Czego się dowiesz:
- Dlaczego Sąd Rejonowy w Strzyżowie aresztował Łukasza P.?
- Jak długo kobieta była ofiarą przemocy domowej?
- Jakie dowody posiada prokuratura w sprawie Łukasza P.?
- Jakie stanowisko zajmował Łukasz P. w Komendzie Powiatowej Policji w Ropczycach?
- Kiedy planowane jest przesłuchanie 12-letniej córki pokrzywdzonej?
Decyzja sądu
Decyzja o aresztowaniu zapadła w środę, 22 maja, po posiedzeniu trwającym od godziny 10:00. – Sąd przychylił się do wniosku prokuratora i aresztował podejrzanego na trzy miesiące – poinformowała sędzia Małgorzata Pirga, prezes Sądu Rejonowego w Strzyżowie. Policjant został zatrzymany przez Biuro Spraw Wewnętrznych w niedzielę, 19 maja.
Historia przemocy
Prokurator Zbigniew Wieszczek z Prokuratury Rejonowej w Strzyżowie wyjaśnia, że kobieta była ofiarą przemocy domowej przez 20 lat. – Kobieta przełamała strach dopiero 20 lutego br., gdy zgłosiła się do Komendy Wojewódzkiej Policji w Rzeszowie – mówi prokurator. Wcześniej, Łukasz P. musiał na dwa tygodnie opuścić mieszkanie, ale potem wrócił do domu i namawiał żonę, by wycofała swoje zawiadomienie.
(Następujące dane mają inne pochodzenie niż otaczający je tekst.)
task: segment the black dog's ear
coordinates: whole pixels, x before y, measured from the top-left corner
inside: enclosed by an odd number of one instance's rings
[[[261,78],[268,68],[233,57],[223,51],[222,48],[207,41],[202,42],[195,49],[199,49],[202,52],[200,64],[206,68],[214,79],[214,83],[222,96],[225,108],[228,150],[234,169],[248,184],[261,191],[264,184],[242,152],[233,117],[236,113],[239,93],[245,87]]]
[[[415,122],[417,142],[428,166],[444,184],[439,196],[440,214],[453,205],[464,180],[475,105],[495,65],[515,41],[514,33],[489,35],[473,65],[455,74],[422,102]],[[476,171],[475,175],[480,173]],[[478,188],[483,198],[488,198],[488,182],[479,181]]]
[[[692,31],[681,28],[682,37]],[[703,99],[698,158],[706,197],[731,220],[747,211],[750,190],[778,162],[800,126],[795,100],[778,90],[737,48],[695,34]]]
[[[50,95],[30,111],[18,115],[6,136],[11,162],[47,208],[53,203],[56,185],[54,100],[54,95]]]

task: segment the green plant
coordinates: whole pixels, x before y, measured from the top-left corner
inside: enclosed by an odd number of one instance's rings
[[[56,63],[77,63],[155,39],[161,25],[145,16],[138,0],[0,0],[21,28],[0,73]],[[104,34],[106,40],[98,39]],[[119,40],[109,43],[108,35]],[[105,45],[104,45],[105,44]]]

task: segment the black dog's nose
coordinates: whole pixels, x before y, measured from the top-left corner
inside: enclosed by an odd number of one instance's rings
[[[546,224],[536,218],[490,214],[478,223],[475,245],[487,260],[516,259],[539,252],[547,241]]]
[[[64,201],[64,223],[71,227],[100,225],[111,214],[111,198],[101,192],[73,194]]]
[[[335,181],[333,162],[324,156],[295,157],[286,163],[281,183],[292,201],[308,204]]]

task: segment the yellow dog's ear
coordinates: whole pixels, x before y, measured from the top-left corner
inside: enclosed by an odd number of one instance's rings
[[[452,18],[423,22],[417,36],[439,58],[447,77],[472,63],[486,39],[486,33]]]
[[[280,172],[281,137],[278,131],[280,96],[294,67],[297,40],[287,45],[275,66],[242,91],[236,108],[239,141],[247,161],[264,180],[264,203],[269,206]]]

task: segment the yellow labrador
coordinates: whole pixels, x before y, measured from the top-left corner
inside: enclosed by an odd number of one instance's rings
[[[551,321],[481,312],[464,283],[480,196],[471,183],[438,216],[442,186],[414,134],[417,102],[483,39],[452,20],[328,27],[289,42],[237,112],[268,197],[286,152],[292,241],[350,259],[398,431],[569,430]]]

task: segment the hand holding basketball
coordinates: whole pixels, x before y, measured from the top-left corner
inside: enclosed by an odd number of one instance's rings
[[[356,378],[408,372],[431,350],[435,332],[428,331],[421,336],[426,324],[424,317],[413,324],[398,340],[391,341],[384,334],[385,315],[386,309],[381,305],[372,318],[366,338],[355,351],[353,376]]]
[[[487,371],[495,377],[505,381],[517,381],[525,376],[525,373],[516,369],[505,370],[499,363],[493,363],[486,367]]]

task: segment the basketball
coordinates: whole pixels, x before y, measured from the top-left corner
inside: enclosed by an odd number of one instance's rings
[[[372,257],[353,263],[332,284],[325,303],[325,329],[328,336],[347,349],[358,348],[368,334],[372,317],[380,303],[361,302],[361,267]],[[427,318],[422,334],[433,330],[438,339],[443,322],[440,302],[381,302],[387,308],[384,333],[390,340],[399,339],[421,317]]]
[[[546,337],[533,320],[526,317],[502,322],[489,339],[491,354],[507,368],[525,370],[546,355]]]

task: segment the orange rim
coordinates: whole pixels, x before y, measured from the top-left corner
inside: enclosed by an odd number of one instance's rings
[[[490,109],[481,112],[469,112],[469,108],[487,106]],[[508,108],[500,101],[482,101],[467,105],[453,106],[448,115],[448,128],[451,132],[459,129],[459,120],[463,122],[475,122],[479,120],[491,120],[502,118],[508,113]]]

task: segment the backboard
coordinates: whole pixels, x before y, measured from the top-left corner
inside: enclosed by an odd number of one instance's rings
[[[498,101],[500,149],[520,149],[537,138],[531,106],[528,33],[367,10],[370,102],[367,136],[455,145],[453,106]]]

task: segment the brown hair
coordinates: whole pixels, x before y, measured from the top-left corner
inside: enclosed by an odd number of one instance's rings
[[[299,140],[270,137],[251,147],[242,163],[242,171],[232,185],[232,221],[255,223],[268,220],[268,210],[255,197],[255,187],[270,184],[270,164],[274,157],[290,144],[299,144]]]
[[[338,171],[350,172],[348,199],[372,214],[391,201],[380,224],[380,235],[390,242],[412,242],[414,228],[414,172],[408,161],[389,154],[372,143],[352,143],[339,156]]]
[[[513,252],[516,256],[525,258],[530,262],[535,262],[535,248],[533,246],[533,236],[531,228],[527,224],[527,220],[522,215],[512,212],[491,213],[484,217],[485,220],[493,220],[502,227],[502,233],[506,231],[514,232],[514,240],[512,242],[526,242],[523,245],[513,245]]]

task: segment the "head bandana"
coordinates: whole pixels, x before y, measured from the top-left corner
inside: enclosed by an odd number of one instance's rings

Pomimo początkowego wycofania oskarżeń, kobieta ostatecznie podtrzymała swoje zeznania.
Dowody i dalsze kroki
Śledczy posiadają liczne dowody na potwierdzenie wersji pokrzywdzonej, w tym zeznania członków rodziny oraz nagrane rozmowy i wiadomości telefoniczne. – Mamy zeznania członków rodziny pokrzywdzonej – brata, siostry, a także inne dowody, które potwierdzają wersję kobiety o tym, że stosowano wobec niej przemoc – mówi prokurator Wieszczek. Prokuratura planuje przesłuchać 27 maja 12-letnią córkę kobiety w obecności psychologa.
Łukasz P., funkcjonariusz Komendy Powiatowej Policji w Ropczycach, był odpowiedzialny za procedurę „Niebieskiej Karty”, której celem jest rejestrowanie policyjnych interwencji związanych z przemocą domową. Policja nie komentuje sprawy, odsyłając do prokuratury.